The South East Asia business grew faster than the market and we improved our competitive position, cementing our overall number one position in the region. This was achieved through continued investment in the Dulux brand across the region: particularly the launch of the Dulux Let’s Colour brand identity, as well as key product and innovation launches such as Dulux Weathershield 2nd Generation and our new Dulux Inspire offering in Vietnam and Thailand (designed for the mid-market). The markets have also been impacted by the economic slowdown, particularly Indonesia and Malaysia, and our Thailand business has been affected by the recent flooding. We continued to invest in our business partners – painters, architects, interior designers – and our channels and customers, along with continued expansion of our tinting machine footprint.

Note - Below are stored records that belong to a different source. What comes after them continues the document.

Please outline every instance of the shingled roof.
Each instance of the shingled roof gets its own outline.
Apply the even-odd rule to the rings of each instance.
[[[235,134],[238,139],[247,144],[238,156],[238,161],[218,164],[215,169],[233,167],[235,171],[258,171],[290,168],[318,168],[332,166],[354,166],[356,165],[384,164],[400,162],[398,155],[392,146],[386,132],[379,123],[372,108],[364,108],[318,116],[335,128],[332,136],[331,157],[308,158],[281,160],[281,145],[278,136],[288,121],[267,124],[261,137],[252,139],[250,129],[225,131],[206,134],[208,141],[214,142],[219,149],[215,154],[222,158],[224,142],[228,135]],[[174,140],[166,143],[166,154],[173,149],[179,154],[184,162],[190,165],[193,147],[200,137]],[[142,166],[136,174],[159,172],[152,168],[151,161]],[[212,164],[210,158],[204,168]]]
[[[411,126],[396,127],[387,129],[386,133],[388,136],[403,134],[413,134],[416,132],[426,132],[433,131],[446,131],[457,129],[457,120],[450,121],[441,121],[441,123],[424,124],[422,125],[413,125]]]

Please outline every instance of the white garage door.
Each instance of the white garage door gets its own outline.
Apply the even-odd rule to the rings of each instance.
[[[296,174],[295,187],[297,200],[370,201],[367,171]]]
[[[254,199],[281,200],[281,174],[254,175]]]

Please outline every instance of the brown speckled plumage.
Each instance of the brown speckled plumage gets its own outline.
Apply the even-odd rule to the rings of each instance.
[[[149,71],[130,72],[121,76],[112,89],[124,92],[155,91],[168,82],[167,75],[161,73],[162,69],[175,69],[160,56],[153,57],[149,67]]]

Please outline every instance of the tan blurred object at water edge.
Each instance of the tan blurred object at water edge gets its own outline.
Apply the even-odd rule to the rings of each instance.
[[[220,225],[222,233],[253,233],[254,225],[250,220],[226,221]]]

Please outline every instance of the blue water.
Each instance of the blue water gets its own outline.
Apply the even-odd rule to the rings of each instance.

In order to stay ahead of our growth, we made a major transition in our distribution system in Indonesia and continued to build up our supply chain footprint and capabilities accordingly.
Growth in India was strong in 2011 and ahead of the market. We revised our product portfolio and re-established Dulux as a quality leader. Velvet Touch Trends launch doubled our “special effects” sales in launch markets. Dulux Guardian and Dulux WeatherShield Max were launched in the retail channel in December in three regions (North, South and East India) with encouraging feedback from the market. Contractor engagement continued to rise, peaking in December, supporting a 40 percent volume growth in the trade business. The steep increase in raw material prices was almost completely mitigated with pricing actions and the adverse effect of the high currency and price inflation was mitigated by a tight cost control program.
The overall growth momentum in Asia continued in Q4. However, in China measures introduced by the central government to curb rising property prices have led to some softening of demand in Q4. Asia revenue increased by 8 percent in Q4 (in constant currencies 9 percent) while maintaining healthy profit levels. Continued strong revenue growth in China and India was offset by a slowdown in South East Asia as a result of the flooding in Thailand and weaker demand in Indonesia and Malaysia.